The team’s primary objective is to compress the discovery cycle for technical innovation by rapidly building solutions in the field in order to learn what works, what doesn’t, and why – sooner than would be possible in a less challenging setting. By subjecting prototypes to extreme degrees of the same technical and social pressures that are also present to a lesser degree in typical business settings, MHS seeks to identify novel architectures, usage models, and solutions that match interaction patterns occurring in such hostile and stressful environments.
This approach of developing solutions in the field may be seen as a kind of inverse incubation, in which engineers are taken to the field to work side by side with their intended users and subject themselves to the same cultural, operational, and environmental complexities in which their solutions must perform. Through this form of extreme immersion, MHS aims to achieve a high level of design validation. The focus on edge-based, in situ discovery is intended to provide an early glimpse into emerging requirements. MHS projects explore how technology can be leveraged to address difficult collaboration problems in an area of critical need, with the expectation that lessons learned from these experiences be applied to the design of software and services for the information worker of tomorrow. Throughout the journey, MHS’ goal is to do good for affected populations, and to contribute meaningfully to the development of better tools for those who have dedicated their lives to humanitarian causes.

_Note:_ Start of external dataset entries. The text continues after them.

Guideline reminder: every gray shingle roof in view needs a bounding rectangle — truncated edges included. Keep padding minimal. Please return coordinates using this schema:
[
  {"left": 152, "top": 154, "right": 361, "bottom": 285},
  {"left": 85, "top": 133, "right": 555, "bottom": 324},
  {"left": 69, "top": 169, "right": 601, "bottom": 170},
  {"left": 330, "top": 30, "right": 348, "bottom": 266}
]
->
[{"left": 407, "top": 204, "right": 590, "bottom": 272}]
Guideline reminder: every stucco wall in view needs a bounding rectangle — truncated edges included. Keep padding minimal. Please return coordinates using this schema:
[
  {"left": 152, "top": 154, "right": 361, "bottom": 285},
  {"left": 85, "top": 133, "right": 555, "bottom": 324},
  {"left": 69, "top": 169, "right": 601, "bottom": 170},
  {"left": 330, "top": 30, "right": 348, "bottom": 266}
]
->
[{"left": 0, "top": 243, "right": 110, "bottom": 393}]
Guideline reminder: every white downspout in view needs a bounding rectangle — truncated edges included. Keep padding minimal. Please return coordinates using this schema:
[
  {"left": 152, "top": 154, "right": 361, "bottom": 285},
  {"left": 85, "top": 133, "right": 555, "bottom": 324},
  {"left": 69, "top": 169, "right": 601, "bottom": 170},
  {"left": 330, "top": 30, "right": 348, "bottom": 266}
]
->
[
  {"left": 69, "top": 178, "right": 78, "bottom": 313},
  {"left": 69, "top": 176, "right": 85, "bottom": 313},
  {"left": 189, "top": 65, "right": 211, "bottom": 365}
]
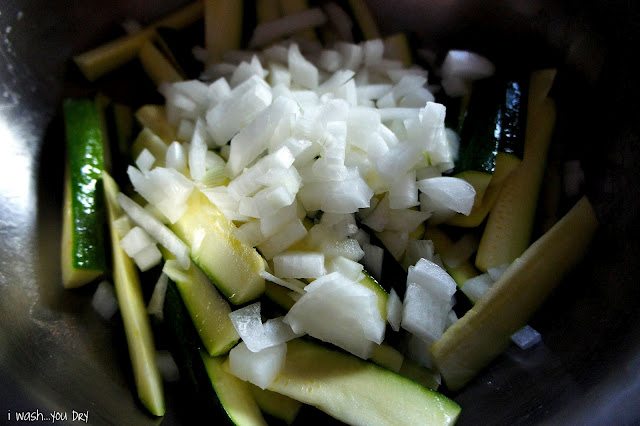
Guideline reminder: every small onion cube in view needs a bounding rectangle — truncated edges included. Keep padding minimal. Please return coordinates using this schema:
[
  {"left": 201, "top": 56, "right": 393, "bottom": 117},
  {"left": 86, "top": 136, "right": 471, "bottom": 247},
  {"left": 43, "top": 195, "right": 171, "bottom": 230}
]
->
[
  {"left": 136, "top": 148, "right": 156, "bottom": 173},
  {"left": 273, "top": 252, "right": 326, "bottom": 278},
  {"left": 328, "top": 256, "right": 364, "bottom": 281},
  {"left": 407, "top": 259, "right": 457, "bottom": 299},
  {"left": 229, "top": 342, "right": 287, "bottom": 389},
  {"left": 117, "top": 193, "right": 191, "bottom": 269},
  {"left": 133, "top": 244, "right": 162, "bottom": 272},
  {"left": 229, "top": 302, "right": 270, "bottom": 352},
  {"left": 418, "top": 176, "right": 476, "bottom": 216},
  {"left": 401, "top": 282, "right": 449, "bottom": 340},
  {"left": 165, "top": 141, "right": 188, "bottom": 172},
  {"left": 387, "top": 289, "right": 402, "bottom": 331},
  {"left": 120, "top": 226, "right": 156, "bottom": 257},
  {"left": 258, "top": 219, "right": 307, "bottom": 260}
]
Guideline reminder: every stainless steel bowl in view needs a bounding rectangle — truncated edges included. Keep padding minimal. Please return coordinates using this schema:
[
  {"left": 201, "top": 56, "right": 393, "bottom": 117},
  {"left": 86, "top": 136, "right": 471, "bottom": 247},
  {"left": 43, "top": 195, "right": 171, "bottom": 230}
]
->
[{"left": 0, "top": 0, "right": 640, "bottom": 424}]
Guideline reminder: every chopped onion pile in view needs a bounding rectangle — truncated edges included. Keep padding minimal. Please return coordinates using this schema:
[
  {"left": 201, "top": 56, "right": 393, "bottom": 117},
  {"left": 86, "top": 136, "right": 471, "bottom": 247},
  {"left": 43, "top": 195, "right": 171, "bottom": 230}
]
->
[{"left": 118, "top": 40, "right": 488, "bottom": 372}]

An advisory council of experienced leaders and subject-matter experts drawn from the relevant communities of practice guide MHS in identification of projects, design of solutions, and evaluation of results. With the help of these advisors, MHS selects projects from a range of domains within the humanitarian sector, focusing on areas and processes where improved collaboration has the potential to yield a more effective response. Project domains include child survival, peace and conflict resolution, global pandemic response, human trafficking reduction, demobilization of child soldiers, market systems for the poor, maternal-child health and nutrition, human rights monitoring, civil-military cooperation, refugee care and case management, and humanitarian relief. Recent MHS work includes building collaborative solutions for distribution of relief to earthquake victims in Muzaffarabad, Kashmir and prototyping telemedicine tools for virtual pathology in rural Afghanistan.